Ознакомительная версия.
— Ты смогла бы опознать ту икону, которую тебе показывал Литвяк?
— Что ты, сколько лет прошло! Да и не разглядывала я ее особо!
— Это была икона Михаила архангела?
— Точно! Михаила! — словно обрадовалась Лада Юрьевна. — Я тогда своего брата Мишу вспомнила. Вот, думала, кому эта икона пригодилась бы. Он ведь от чахотки умер, что в немецком плену подхватил. Я тебе рассказывала…
— Рассказывала, — вздохнула Юля и задумчиво произнесла: — Значит, икона с ликом архангела! Интересно!
— Что тебе интересно на ночь глядя? — всполошилась бабушка. — Надеюсь, Валерий запретил тебе лезть в гущу событий? Ты ведь не станешь бегать, выяснять и навлекать на себя проблемы?
— Не буду! — фыркнула Юля. — Ограничусь функцией мозгового центра и явочной квартиры. Буду носить черный котелок, темные очки и парабеллум, выставлю на подоконник красную герань и сорок восемь утюгов на случай провала.
— Господи, ты невыносима! — простонала Лада Юрьевна и отключила телефон.
Юля довольно улыбнулась и с планшета вошла на сайт музея. Но вскоре озадаченно хмыкнула и взглянула на часы. Поздновато! Первый час ночи…
В спальне заскрипела кровать, молодецкий храп Валерия стих, и он, кажется, что-то пробурчал во сне. Юля затаилась и подумала, не погасить ли свет, но из спальни не донеслось больше ни звука. Она выждала минут десять и, чтобы муж не застиг на месте преступления, осторожно выбралась на балкон, плотно прикрыла дверь и набрала номер Никиты.
Шмелев ответил после третьего гудка, и его голос тоже звучал тихо. Видно, любимая с рыбьими глазами находилась рядом. Да и куда там деваться, в однушке?
— Ты не спишь? — спросила Юля.
— Откуда? — ответил Никита шепотом. — Сашка меня с материала выдернула, а его надо срочно сдавать! Боюсь, до утра просижу. А что случилось?
— Ну, во-первых, бабуля вспомнила фамилию жены Якова Литвяка. Шмулевич! Получается, икону в музей приносил его сын — Григорий Яковлевич. Усек?
— Усек, и что из того? Предлагаешь расследовать убийство Шмулевича? Нет, довольно с меня стариков!

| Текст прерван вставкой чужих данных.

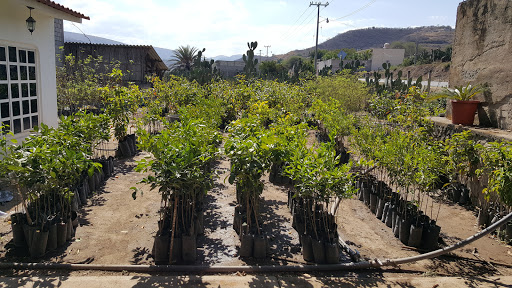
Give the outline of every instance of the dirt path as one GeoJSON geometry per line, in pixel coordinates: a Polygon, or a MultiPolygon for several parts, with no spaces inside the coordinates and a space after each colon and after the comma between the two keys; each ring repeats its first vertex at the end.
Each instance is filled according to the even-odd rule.
{"type": "MultiPolygon", "coordinates": [[[[414,248],[403,245],[394,237],[391,228],[357,199],[342,201],[337,218],[340,235],[351,248],[360,252],[362,258],[393,259],[420,254],[414,248]]],[[[478,229],[475,223],[476,217],[471,211],[458,205],[442,204],[438,224],[446,245],[476,234],[478,229]]],[[[512,247],[487,236],[445,256],[401,265],[400,268],[426,275],[511,276],[512,247]]]]}
{"type": "MultiPolygon", "coordinates": [[[[79,227],[66,247],[47,253],[40,261],[92,264],[153,264],[151,250],[156,234],[160,195],[139,184],[145,174],[134,171],[136,161],[147,153],[116,161],[115,176],[88,199],[79,211],[79,227]],[[130,187],[143,196],[133,200],[130,187]]],[[[291,227],[286,206],[287,190],[274,186],[265,176],[262,194],[263,231],[269,238],[271,257],[264,261],[240,259],[240,241],[233,230],[235,187],[226,181],[229,159],[223,157],[215,166],[215,185],[205,199],[205,232],[198,237],[197,265],[244,265],[304,263],[298,235],[291,227]]],[[[0,255],[3,261],[33,261],[27,251],[12,249],[8,222],[2,222],[0,255]]]]}

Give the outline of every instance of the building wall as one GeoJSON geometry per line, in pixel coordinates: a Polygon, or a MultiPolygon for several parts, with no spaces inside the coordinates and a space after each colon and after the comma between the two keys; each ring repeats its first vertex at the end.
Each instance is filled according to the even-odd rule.
{"type": "MultiPolygon", "coordinates": [[[[258,61],[259,62],[259,61],[258,61]]],[[[259,66],[259,63],[256,67],[259,66]]],[[[224,78],[231,78],[244,71],[244,61],[215,61],[213,68],[217,68],[220,75],[224,78]]]]}
{"type": "MultiPolygon", "coordinates": [[[[57,126],[54,18],[38,9],[32,10],[37,22],[31,35],[25,23],[28,16],[29,10],[23,3],[0,1],[0,44],[35,50],[39,122],[57,126]]],[[[24,138],[28,133],[17,134],[16,138],[24,138]]]]}
{"type": "Polygon", "coordinates": [[[371,70],[382,69],[382,63],[390,63],[392,66],[404,62],[405,49],[374,48],[372,54],[371,70]]]}
{"type": "Polygon", "coordinates": [[[320,72],[325,67],[331,67],[331,72],[336,73],[336,71],[340,70],[340,59],[329,59],[325,61],[319,61],[316,65],[316,69],[320,72]]]}
{"type": "MultiPolygon", "coordinates": [[[[354,65],[355,62],[356,62],[356,60],[343,60],[343,66],[345,66],[348,63],[352,63],[354,65]]],[[[340,68],[340,63],[341,63],[340,59],[329,59],[329,60],[325,60],[325,61],[320,61],[320,62],[318,62],[317,69],[318,69],[318,71],[320,71],[324,67],[332,65],[332,73],[336,73],[336,71],[344,69],[344,68],[340,68]]],[[[359,64],[360,64],[360,66],[364,66],[364,68],[361,68],[358,71],[363,71],[363,70],[370,71],[371,66],[372,66],[372,60],[359,60],[359,64]]]]}
{"type": "Polygon", "coordinates": [[[511,27],[512,1],[467,0],[457,9],[450,86],[489,85],[476,98],[484,102],[478,111],[482,126],[512,129],[511,27]]]}
{"type": "Polygon", "coordinates": [[[54,19],[55,25],[55,65],[63,66],[64,61],[64,20],[54,19]],[[62,48],[62,49],[61,49],[62,48]]]}
{"type": "Polygon", "coordinates": [[[146,56],[148,53],[145,47],[65,43],[64,53],[66,55],[74,55],[77,60],[85,60],[89,55],[92,55],[94,58],[102,56],[104,63],[120,61],[120,69],[123,71],[124,81],[134,82],[137,85],[147,82],[145,77],[147,74],[146,56]]]}

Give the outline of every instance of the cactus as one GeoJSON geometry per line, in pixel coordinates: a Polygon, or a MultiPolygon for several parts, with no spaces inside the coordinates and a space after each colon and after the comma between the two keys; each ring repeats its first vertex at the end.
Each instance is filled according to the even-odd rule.
{"type": "Polygon", "coordinates": [[[331,75],[331,74],[332,74],[332,65],[325,66],[324,68],[322,68],[322,70],[320,70],[318,72],[318,75],[320,75],[320,76],[328,76],[328,75],[331,75]]]}
{"type": "Polygon", "coordinates": [[[217,68],[212,70],[212,65],[215,63],[215,60],[201,60],[205,50],[206,49],[203,48],[203,50],[197,52],[197,58],[194,60],[194,65],[190,71],[190,80],[196,80],[199,84],[206,84],[213,78],[220,77],[217,73],[217,68]]]}
{"type": "Polygon", "coordinates": [[[361,66],[361,62],[359,60],[347,61],[347,63],[345,65],[343,65],[343,61],[340,62],[340,68],[341,69],[349,69],[351,71],[351,73],[356,72],[360,66],[361,66]]]}
{"type": "Polygon", "coordinates": [[[377,93],[378,95],[381,95],[384,91],[389,92],[401,92],[401,93],[407,93],[409,88],[411,86],[416,86],[421,89],[421,81],[423,77],[419,77],[415,83],[412,83],[412,79],[407,79],[407,83],[402,82],[402,71],[398,71],[397,78],[393,80],[393,73],[390,71],[391,64],[389,63],[382,63],[382,68],[384,69],[384,77],[386,79],[386,84],[380,85],[379,80],[381,78],[381,75],[377,72],[373,72],[373,79],[370,79],[370,75],[366,76],[366,84],[368,87],[372,87],[372,90],[377,93]],[[388,86],[388,84],[390,84],[388,86]]]}
{"type": "Polygon", "coordinates": [[[254,41],[249,44],[247,42],[247,55],[242,56],[242,60],[245,62],[244,72],[247,78],[251,78],[254,74],[256,74],[256,65],[258,64],[258,59],[254,58],[254,50],[258,47],[258,42],[254,41]]]}

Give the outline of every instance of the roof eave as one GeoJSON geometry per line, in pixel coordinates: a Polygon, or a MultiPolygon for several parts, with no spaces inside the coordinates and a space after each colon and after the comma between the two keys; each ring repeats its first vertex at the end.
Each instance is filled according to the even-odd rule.
{"type": "MultiPolygon", "coordinates": [[[[49,6],[50,4],[46,3],[44,0],[18,0],[25,6],[34,7],[35,10],[38,10],[38,12],[47,14],[52,16],[53,18],[57,19],[63,19],[75,23],[82,23],[82,19],[90,20],[89,16],[85,16],[83,14],[80,14],[76,11],[73,11],[69,8],[66,8],[60,4],[62,9],[66,11],[59,10],[55,7],[49,6]]],[[[56,3],[55,3],[56,4],[56,3]]]]}

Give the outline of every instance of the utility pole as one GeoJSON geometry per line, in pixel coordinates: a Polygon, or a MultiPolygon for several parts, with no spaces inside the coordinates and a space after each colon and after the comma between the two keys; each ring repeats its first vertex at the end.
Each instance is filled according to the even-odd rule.
{"type": "Polygon", "coordinates": [[[416,61],[418,61],[418,41],[416,41],[416,52],[414,53],[414,65],[416,65],[416,61]]]}
{"type": "Polygon", "coordinates": [[[316,8],[317,8],[317,16],[316,16],[316,44],[315,44],[315,74],[316,76],[318,76],[318,70],[316,69],[316,57],[317,57],[317,53],[318,53],[318,26],[320,24],[320,6],[324,6],[324,7],[327,7],[329,5],[329,2],[325,2],[325,4],[322,4],[322,2],[316,2],[316,3],[313,3],[313,2],[309,2],[309,7],[313,6],[313,5],[316,5],[316,8]]]}
{"type": "Polygon", "coordinates": [[[261,49],[260,49],[260,62],[261,62],[261,49]]]}
{"type": "MultiPolygon", "coordinates": [[[[263,47],[267,48],[267,58],[268,58],[268,48],[272,47],[270,45],[264,45],[263,47]]],[[[268,60],[268,59],[267,59],[268,60]]]]}

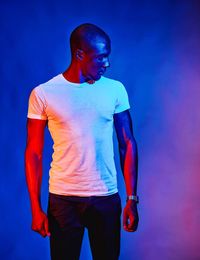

И так голова кругом идет!
— Голова у тебя кругом идет, похоже, по другому случаю, — не преминула съязвить Юля. — Но посуди! Он принес, как утверждал, чудотворную икону с ликом Михаила архангела. А бабушка, заметь, вспомнила, что видела эту икону у Литвяка. Но ее должны были конфисковать, как и прочие ценности. Значит, не конфисковали? Припрятали? А кто? Литвяк перед смертью? Яков был в то время в Москве. Тогда где и у кого хранилась эта икона? Ну, нельзя же предполагать наличие двух чудотворных икон с ликом архангела в одном семействе. Это как-то слишком.
— Ох, и великое открытие ты сделала! — зевнул в трубку Никита. — Нам-то что от этого?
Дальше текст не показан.